Student Inventors are governed by Northwestern’s Patent and Invention policy. To determine if your invention or your involvement in a faculty invention is covered, and to formalize ownership of your invention if it is not, visit our Student Inventors webpage.

INVO can help you with process of formally disclosing your invention, filing a patent application and execute contracts and agreements.

New Online Inventor Portal

Northwestern's Innovation and New Ventures Office has launched a new platform to allow researchers to complete and submit disclosure forms entirely online for inventions, software, copyright, and research tools. The Inventor Portal improves collaboration and enhances efficiency, and replaces the former INVO disclosure forms.
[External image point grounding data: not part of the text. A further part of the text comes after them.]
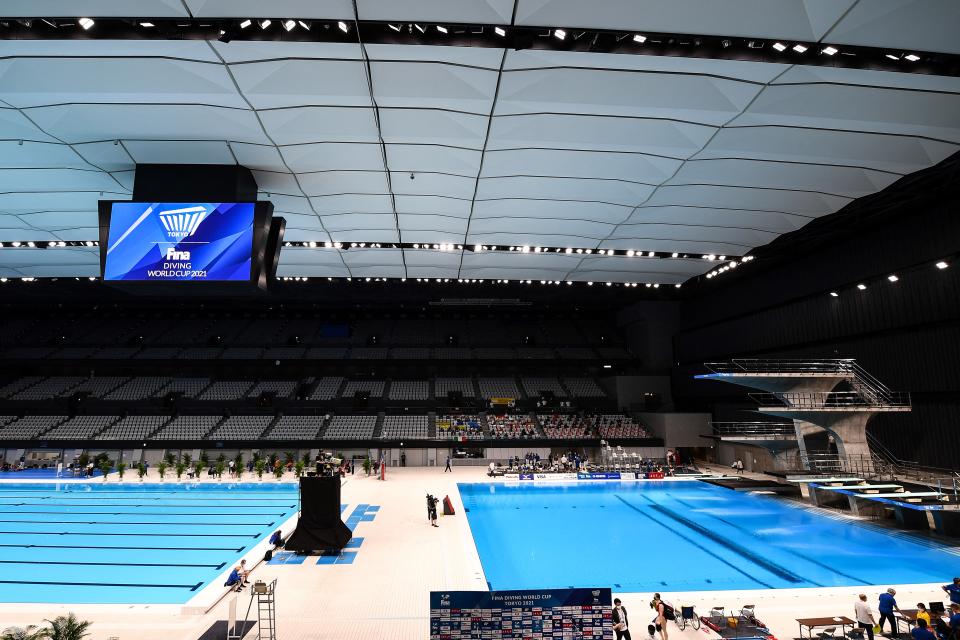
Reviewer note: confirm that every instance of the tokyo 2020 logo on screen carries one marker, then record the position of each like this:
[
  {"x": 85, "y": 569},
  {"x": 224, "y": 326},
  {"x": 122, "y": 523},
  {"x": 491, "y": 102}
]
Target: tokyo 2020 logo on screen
[{"x": 180, "y": 241}]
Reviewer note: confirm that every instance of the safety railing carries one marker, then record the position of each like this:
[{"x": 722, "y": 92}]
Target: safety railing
[
  {"x": 755, "y": 429},
  {"x": 811, "y": 400},
  {"x": 838, "y": 366}
]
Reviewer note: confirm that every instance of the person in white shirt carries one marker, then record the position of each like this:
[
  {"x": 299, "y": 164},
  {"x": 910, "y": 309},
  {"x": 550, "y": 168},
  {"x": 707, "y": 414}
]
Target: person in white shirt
[{"x": 864, "y": 615}]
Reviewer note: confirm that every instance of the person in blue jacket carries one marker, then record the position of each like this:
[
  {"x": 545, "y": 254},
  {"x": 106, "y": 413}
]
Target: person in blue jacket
[
  {"x": 888, "y": 604},
  {"x": 234, "y": 579}
]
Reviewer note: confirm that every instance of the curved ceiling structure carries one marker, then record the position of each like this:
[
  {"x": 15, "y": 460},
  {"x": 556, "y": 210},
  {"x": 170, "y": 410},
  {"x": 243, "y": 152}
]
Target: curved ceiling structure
[{"x": 393, "y": 143}]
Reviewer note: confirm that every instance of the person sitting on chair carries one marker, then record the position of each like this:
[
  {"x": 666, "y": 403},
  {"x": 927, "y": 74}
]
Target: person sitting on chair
[{"x": 620, "y": 620}]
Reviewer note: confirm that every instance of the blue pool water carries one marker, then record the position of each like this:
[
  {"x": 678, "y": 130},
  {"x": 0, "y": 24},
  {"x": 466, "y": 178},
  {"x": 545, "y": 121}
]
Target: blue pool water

Feedback or questions? Contact INVO or access the Inventor Portal FAQ page.

How do I patent my invention?

Use the slideshow below to see the disclosure and patent application process, which includes submitting your disclosure, filing a provisional patent application, filing a non-provisional patent application and responding to actions by the US Patent Office. Please keep in mind that all invention disclosures may not go through this entire process.

Step One: Disclosure your invention formally to INVO In most cases this includes completing the Invention Disclosure Form. If you are disclosing source code, use the Software Disclosure Form; if you are disclosing literary or artistic works, use the Copyright Disclosure form.
Step two: INVO will evaluate the invention Our team will consider a number of factors to determine if a patent will be pursued. Within 60 days,  INVO will decide whether to file a provisional patent application. INVO could also ask for more data or deem it unpatentable.
Step Three: INVO will file a provisional application This is the first step toward a patent. This sets the priority date with the US Patent and Trademark Office (USPTO). Inventors and INVO have one year from this date to produce data and assess the invention to create the strongest possible non-provisional application.
Step Four: INVO may file a non-provisional application This is the formal filing of an invention with the USPTO; it may mature into an issued patent.
Step Five: USPTO responds Once the non-provisional application is filed, it can take anywhere between 18 months to several years for a response from the USPTO. Possible actions to the application’s claims include rejections, objections or allowances.

For tips, FAQs and more, see the Disclosure Process and Patent Application Process webpages.


INVO handles several types of agreements as part of the technology transfer process. These include the Confidential Disclosure Agreement, option agreement, license agreement and Inter-Institutional Agreement. INVO also works closely with other departments like OSR with regard to corporate collaborative agreements.